Justice Frankfurter, in speaking for the United States Supreme Court in Railroad Commission of Texas et al. v. Pullman Company et al., 312 U.S. 496-500-501, 61 S.Ct. 643, 645, 85 L.Ed. 971, had the following to say in relation to the discretion which federal courts should exercise in enjoining state policies: “Few public interests have a higher claim upon the discretion of a federal chancellor than the avoidance of needless friction with state policiés, whether the policy relates to the enforcement of the criminal law, Fenner v. Boykin, 271 U.S. 240, 46 S.Ct. 492, 70 L.Ed. 927; Spielman Motor Sales Co. v. Dodge, 295 U.S. 89, 55 S.Ct. 678, 79 L.Ed. 1322; or the administration of a specialized scheme for liquidating embarrassed business enterprises, Commonwealth of Pennsylvania v. Williams, 294 U.S. 176, 55 S.Ct. 380, 79 L. Ed. 841, 96 A.L.R. 1166; or the final authority of a state court to interpret doubtful regulatory laws of the state, Gilchrist v. Interborough Rapid Transit Co., 279 U. S. 159, 49 S.Ct. 282, 73 L.Ed. 652; cf. Hawks v. Hamill, 288 U.S. 52, 61, 53 S.Ct. 240, 243, 77 L.Ed. 610. These cases reflect a doctrine of abstention, appropriate to our federal system whereby the federal courts, ‘exercising a wise discretion’, restrain their authority because of ‘scrupulous regard for the rightful independence' of the *674state governments’ and for the smooth working of the federal judiciary. See Cavanaugh v. Looney, 248 U.S. 453, 457, 39 S.Ct. 142, 143, 63 L.Ed. 354; DiGiovanni v. Camden Fire Ins. Ass’n, 296 U.S. 64, 73, 56 S.Ct. 1, 5, 80 L.Ed. 47. This use of equitable powers is a contribution of the courts in furthering the harmonious relation between state and federal authority without the need of rigorous congressional restriction of those powers. Compare 37 Stat. 1013, 28 U.S.C.A. § 380; Judicial Code, § 24(1), as amended, 28 U.S.C. § 41(1), 28 U.S.C.A. 41(1); 47 Stat. 70, 29 U.S.C. §§ 101-115, 29 U.S.C.A. §§ 101-115.”
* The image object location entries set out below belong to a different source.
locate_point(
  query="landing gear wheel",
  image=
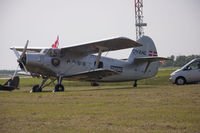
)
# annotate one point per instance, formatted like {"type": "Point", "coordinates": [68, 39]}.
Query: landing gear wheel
{"type": "Point", "coordinates": [58, 87]}
{"type": "Point", "coordinates": [36, 88]}
{"type": "Point", "coordinates": [94, 84]}
{"type": "Point", "coordinates": [135, 84]}
{"type": "Point", "coordinates": [180, 81]}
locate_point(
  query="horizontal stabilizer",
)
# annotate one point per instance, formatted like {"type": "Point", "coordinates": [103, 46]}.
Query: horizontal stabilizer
{"type": "Point", "coordinates": [149, 59]}
{"type": "Point", "coordinates": [33, 49]}
{"type": "Point", "coordinates": [93, 75]}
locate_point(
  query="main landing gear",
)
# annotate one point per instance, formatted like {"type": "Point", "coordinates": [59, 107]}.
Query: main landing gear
{"type": "Point", "coordinates": [58, 87]}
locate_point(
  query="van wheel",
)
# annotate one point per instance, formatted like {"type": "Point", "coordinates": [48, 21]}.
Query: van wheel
{"type": "Point", "coordinates": [180, 81]}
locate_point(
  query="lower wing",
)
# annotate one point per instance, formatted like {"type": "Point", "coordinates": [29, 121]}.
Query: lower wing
{"type": "Point", "coordinates": [93, 75]}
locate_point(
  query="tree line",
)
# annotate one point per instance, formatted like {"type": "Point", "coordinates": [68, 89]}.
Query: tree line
{"type": "Point", "coordinates": [179, 61]}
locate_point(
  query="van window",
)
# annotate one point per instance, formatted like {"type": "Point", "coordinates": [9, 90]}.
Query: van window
{"type": "Point", "coordinates": [194, 65]}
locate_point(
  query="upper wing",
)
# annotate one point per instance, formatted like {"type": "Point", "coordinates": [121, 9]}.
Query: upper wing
{"type": "Point", "coordinates": [34, 49]}
{"type": "Point", "coordinates": [150, 59]}
{"type": "Point", "coordinates": [105, 45]}
{"type": "Point", "coordinates": [91, 75]}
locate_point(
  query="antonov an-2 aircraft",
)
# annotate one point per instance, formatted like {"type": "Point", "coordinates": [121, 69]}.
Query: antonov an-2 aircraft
{"type": "Point", "coordinates": [80, 63]}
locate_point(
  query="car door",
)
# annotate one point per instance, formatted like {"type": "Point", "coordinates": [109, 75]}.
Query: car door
{"type": "Point", "coordinates": [193, 74]}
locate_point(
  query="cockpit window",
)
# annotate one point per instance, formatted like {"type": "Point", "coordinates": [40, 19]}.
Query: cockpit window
{"type": "Point", "coordinates": [54, 52]}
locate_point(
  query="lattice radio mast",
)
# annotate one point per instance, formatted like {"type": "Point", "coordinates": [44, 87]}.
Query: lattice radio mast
{"type": "Point", "coordinates": [139, 19]}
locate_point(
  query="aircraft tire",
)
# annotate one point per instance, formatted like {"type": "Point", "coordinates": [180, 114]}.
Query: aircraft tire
{"type": "Point", "coordinates": [36, 89]}
{"type": "Point", "coordinates": [180, 81]}
{"type": "Point", "coordinates": [59, 87]}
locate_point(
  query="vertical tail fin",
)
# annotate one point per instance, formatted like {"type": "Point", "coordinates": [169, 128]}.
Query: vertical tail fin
{"type": "Point", "coordinates": [148, 49]}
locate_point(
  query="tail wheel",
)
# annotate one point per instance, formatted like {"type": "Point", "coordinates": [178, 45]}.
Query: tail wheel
{"type": "Point", "coordinates": [36, 88]}
{"type": "Point", "coordinates": [59, 87]}
{"type": "Point", "coordinates": [180, 81]}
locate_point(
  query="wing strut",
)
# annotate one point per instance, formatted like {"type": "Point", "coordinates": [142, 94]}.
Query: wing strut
{"type": "Point", "coordinates": [101, 49]}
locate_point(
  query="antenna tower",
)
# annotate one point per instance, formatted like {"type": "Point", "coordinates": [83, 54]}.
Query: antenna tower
{"type": "Point", "coordinates": [139, 19]}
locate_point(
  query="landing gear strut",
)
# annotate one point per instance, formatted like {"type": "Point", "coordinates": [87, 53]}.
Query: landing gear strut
{"type": "Point", "coordinates": [59, 86]}
{"type": "Point", "coordinates": [38, 88]}
{"type": "Point", "coordinates": [135, 83]}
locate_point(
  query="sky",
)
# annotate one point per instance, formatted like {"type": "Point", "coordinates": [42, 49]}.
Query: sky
{"type": "Point", "coordinates": [172, 24]}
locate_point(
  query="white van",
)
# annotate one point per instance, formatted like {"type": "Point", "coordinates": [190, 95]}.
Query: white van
{"type": "Point", "coordinates": [189, 73]}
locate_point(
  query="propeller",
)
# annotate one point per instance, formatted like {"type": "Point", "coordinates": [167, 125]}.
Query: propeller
{"type": "Point", "coordinates": [21, 59]}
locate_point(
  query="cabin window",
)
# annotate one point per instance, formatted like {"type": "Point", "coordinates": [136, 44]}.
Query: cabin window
{"type": "Point", "coordinates": [79, 63]}
{"type": "Point", "coordinates": [73, 62]}
{"type": "Point", "coordinates": [68, 61]}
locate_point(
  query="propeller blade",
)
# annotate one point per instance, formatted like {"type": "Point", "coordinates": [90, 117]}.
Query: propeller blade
{"type": "Point", "coordinates": [24, 51]}
{"type": "Point", "coordinates": [15, 72]}
{"type": "Point", "coordinates": [16, 53]}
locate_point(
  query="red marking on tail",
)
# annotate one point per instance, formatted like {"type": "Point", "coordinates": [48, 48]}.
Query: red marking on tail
{"type": "Point", "coordinates": [55, 45]}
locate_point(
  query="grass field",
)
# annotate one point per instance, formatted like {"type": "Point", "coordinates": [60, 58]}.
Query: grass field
{"type": "Point", "coordinates": [155, 106]}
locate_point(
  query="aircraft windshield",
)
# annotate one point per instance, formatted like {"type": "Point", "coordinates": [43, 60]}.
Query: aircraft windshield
{"type": "Point", "coordinates": [54, 52]}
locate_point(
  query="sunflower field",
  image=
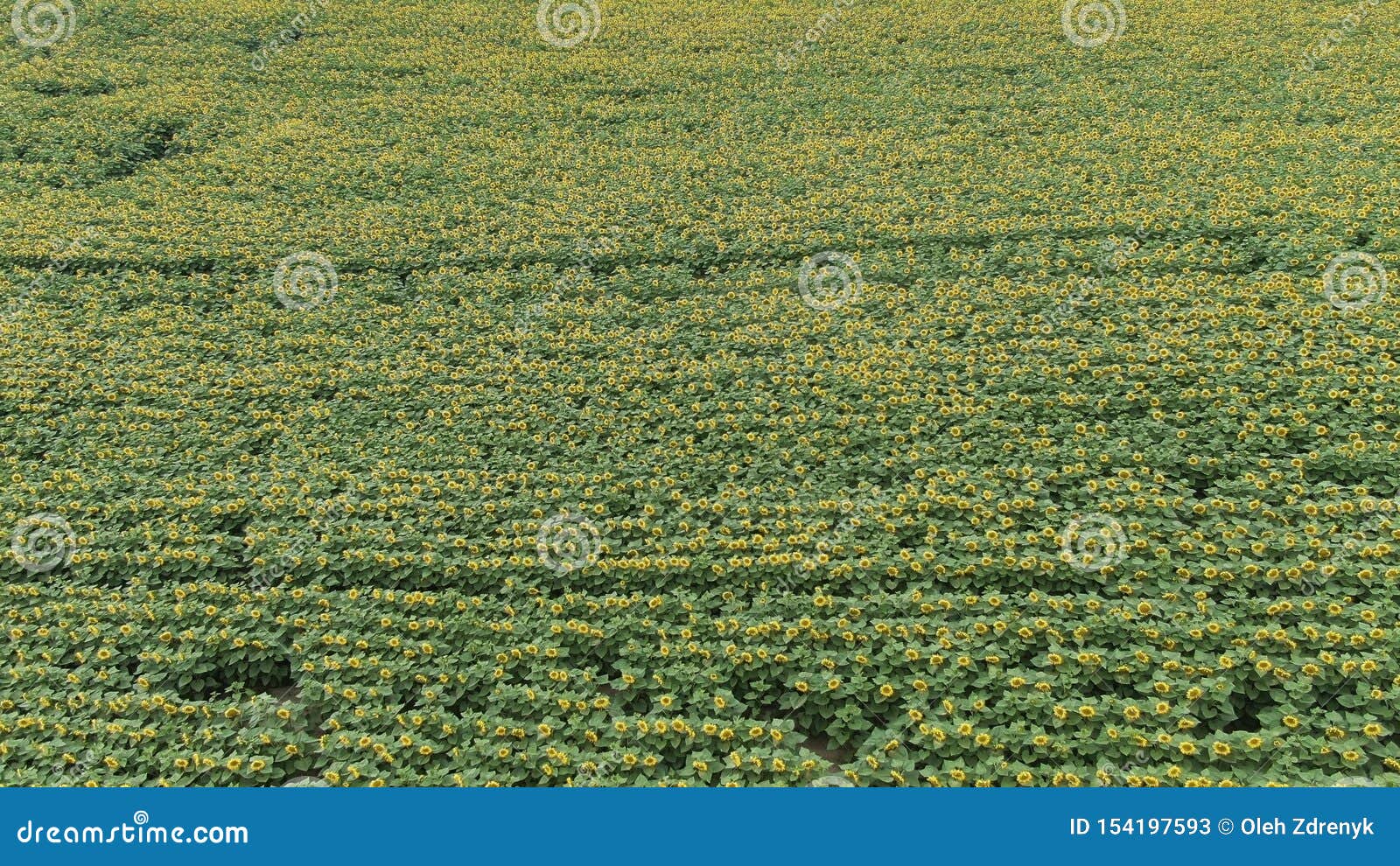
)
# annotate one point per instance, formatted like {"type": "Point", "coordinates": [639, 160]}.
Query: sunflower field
{"type": "Point", "coordinates": [620, 392]}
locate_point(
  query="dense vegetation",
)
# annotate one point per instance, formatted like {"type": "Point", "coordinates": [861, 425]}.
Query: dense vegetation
{"type": "Point", "coordinates": [392, 395]}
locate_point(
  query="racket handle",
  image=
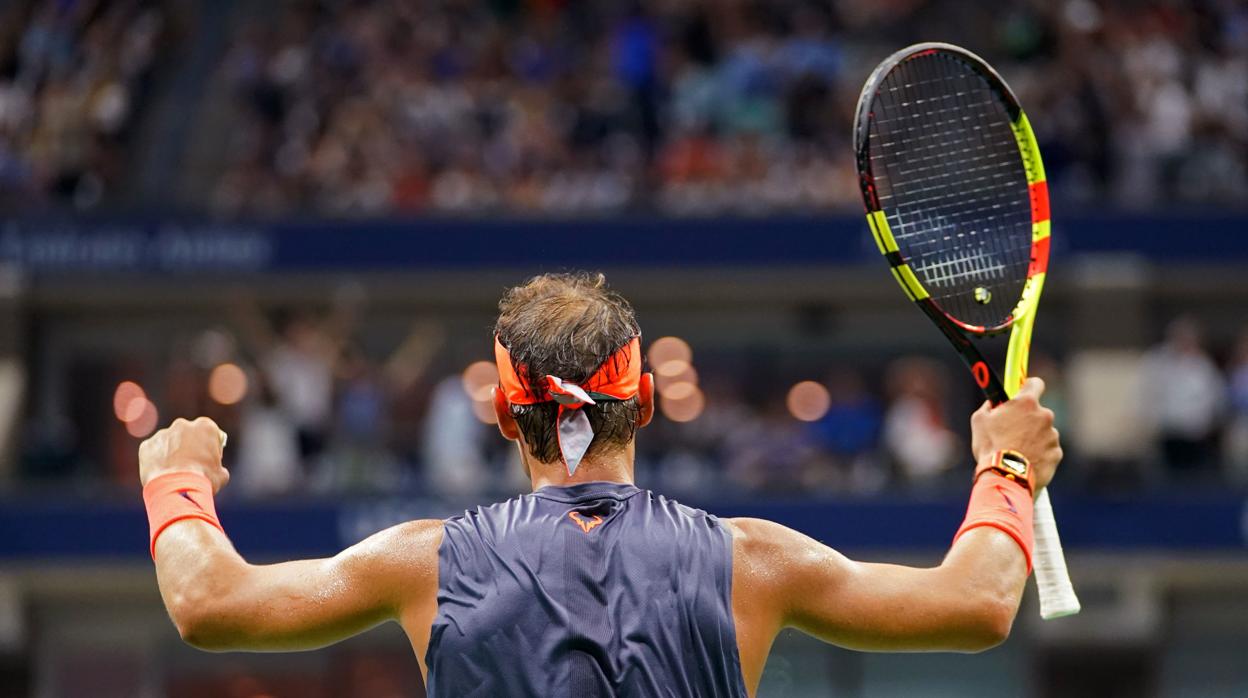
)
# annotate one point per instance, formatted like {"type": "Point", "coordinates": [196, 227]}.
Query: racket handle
{"type": "Point", "coordinates": [1052, 580]}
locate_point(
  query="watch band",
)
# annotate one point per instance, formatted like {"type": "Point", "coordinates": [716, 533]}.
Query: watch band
{"type": "Point", "coordinates": [1010, 465]}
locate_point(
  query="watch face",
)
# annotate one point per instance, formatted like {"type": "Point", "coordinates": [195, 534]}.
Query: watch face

For these reasons this court should retain this proceeding to give the plaintiff an opportunity to pursue the remedies available to it under the laws of the state of Michigan.

. See. 3, Act 419, P.A.Mich.1919 (22.3, M.S.A.) abolished the Michigan Railroad Commission and created the Michigan Public Utilities Commission and established it in place and stead thereof. See. 1, Act 3, P.A.Mich.1939 (22.13(1), M.S.A.), created the Michigan Public Service Commission and Sec. 4 thereof (22.13(4) M.S.A.), abolished the Michigan Public Utilities Commission. In each instance all of the rights, duties, privileges, immunities and procedure invested by statute in the abolished commission were transferred to, and invested in, the successor commission.